ANTANANARIVO (Reuters) - Madagascar’s government has replaced a third of the country’s regional governors with senior military officers, raising concern that a run-off vote in the first presidential election since a coup in 2009 will be rigged.
European and southern African observers said polling in the first round had been free and fair. But diplomats have warned the electoral process could still be derailed.
December’s ballot pits against each other two aspirants backed by Madagascar’s biggest political rivals - coup leader Andry Rajoelina and the man he ousted, Marc Ravalomanana.
“We are worried by this decision which comes on the eve of the second round,” Mamy Rakotoarivelo, president of the national assembly and a senior figure in the Ravalomanana camp, told Reuters.
“We’re worried that pressure, direct or indirect, will be put on voters.”
A government statement issued on Wednesday showed changes to 10 of the Indian Ocean island’s 22 regions.

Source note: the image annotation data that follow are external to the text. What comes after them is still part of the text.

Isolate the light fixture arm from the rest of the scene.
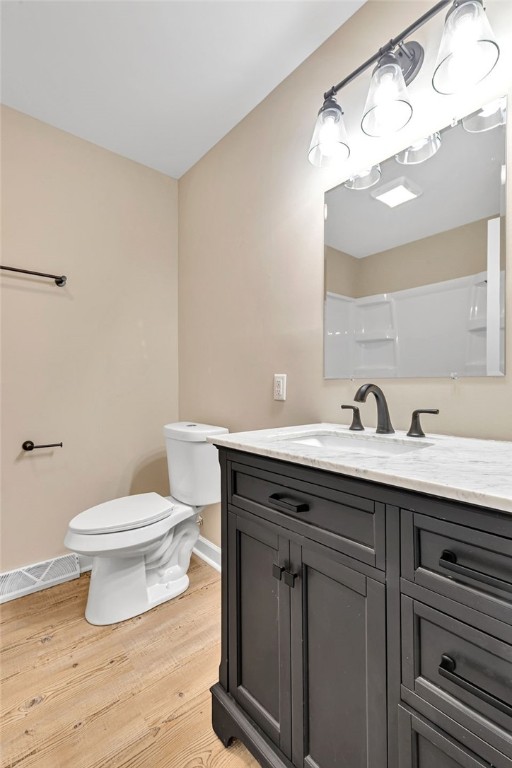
[324,0,453,100]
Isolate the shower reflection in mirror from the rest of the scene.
[324,98,507,379]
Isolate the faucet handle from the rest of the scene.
[341,405,364,432]
[407,408,439,437]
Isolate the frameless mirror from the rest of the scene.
[324,99,506,379]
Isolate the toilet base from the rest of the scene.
[85,516,199,626]
[85,557,189,626]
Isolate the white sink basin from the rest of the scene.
[282,432,432,456]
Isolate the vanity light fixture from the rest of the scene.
[308,0,500,168]
[432,0,500,94]
[462,96,507,133]
[343,165,381,190]
[370,176,422,208]
[309,96,350,168]
[395,131,441,165]
[361,49,416,136]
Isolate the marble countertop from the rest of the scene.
[209,424,512,514]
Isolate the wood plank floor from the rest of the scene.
[0,558,258,768]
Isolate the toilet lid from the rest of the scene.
[69,493,173,534]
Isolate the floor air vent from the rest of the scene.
[0,555,80,603]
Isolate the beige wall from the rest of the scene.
[0,109,178,571]
[179,1,512,541]
[324,245,361,299]
[325,219,492,298]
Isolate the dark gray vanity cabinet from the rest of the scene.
[212,449,512,768]
[228,504,386,768]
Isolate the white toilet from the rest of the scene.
[64,421,228,624]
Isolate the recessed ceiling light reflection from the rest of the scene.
[343,165,381,190]
[462,97,507,133]
[395,133,441,165]
[370,176,422,208]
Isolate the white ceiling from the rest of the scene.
[1,0,364,178]
[325,117,506,258]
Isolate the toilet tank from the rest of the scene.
[164,421,229,507]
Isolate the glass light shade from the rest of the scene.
[361,53,412,136]
[395,133,441,165]
[343,165,381,189]
[308,98,350,168]
[432,0,500,95]
[462,98,507,133]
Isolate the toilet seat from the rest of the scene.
[64,493,198,557]
[69,493,174,536]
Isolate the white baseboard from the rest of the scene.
[193,536,221,573]
[78,555,92,573]
[0,554,80,603]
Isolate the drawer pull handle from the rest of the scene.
[438,653,512,717]
[439,549,512,592]
[283,571,299,589]
[272,563,284,581]
[268,493,309,512]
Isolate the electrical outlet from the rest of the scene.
[274,373,286,400]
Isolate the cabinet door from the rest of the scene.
[291,544,387,768]
[228,513,291,756]
[398,707,492,768]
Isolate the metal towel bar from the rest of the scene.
[0,266,67,288]
[21,440,62,451]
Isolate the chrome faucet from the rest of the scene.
[354,384,395,435]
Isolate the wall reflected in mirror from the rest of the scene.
[324,98,506,379]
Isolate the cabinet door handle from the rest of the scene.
[268,493,309,512]
[272,563,284,581]
[283,571,298,589]
[438,653,512,717]
[439,549,512,592]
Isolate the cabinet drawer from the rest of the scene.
[398,707,502,768]
[401,510,512,623]
[228,463,385,569]
[402,596,512,758]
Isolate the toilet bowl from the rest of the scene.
[64,422,228,625]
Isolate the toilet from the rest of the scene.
[64,421,228,625]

Three generals and five colonels assumed control of eight regions while two civilians head the remaining two.
The government said the step was taken because of “the candidacies of some regional leaders in legislative elections, recent insecurity and the national political context.”
Most of the regions where new military leaders have been appointed are on the coast, where populations tend to be denser than the vast interior of the world’s fourth largest island.
“Rajoelina is trying to gain control of coastal areas in the second round,” said Lydie Boka of French risk group StrategiCo.
“His guy lost miserably in Antananarivo and wants to make sure his guy wins in the coastal regions,” she said, adding that it was in these regions Rajoelina’s candidate could counter Robinson’s domination in the capital.
Prime Minister Omer Beriziky told reporters that while regional appointments were normally political, “neutral personalities” were needed this close to the election.
The army’s neutrality is questioned, however. The army chief now was a middle-ranking officer who led the dissident troops that swung behind Rajoelina’s street protests calling for the departure of Ravalomanana in early 2009.
Parts of the military’s top command oppose Ravalomanana’s return from exile, diplomats and supporters of the former president say.
On Wednesday, the island’s electoral court confirmed Hery Rajaonarimampianina, a former finance minister and political ally of Rajoelina, and Jean Louis Robinson, once a minister under Ravalomanana, would contest the second round.
Both candidates fell far short of the 50 percent needed for an outright win.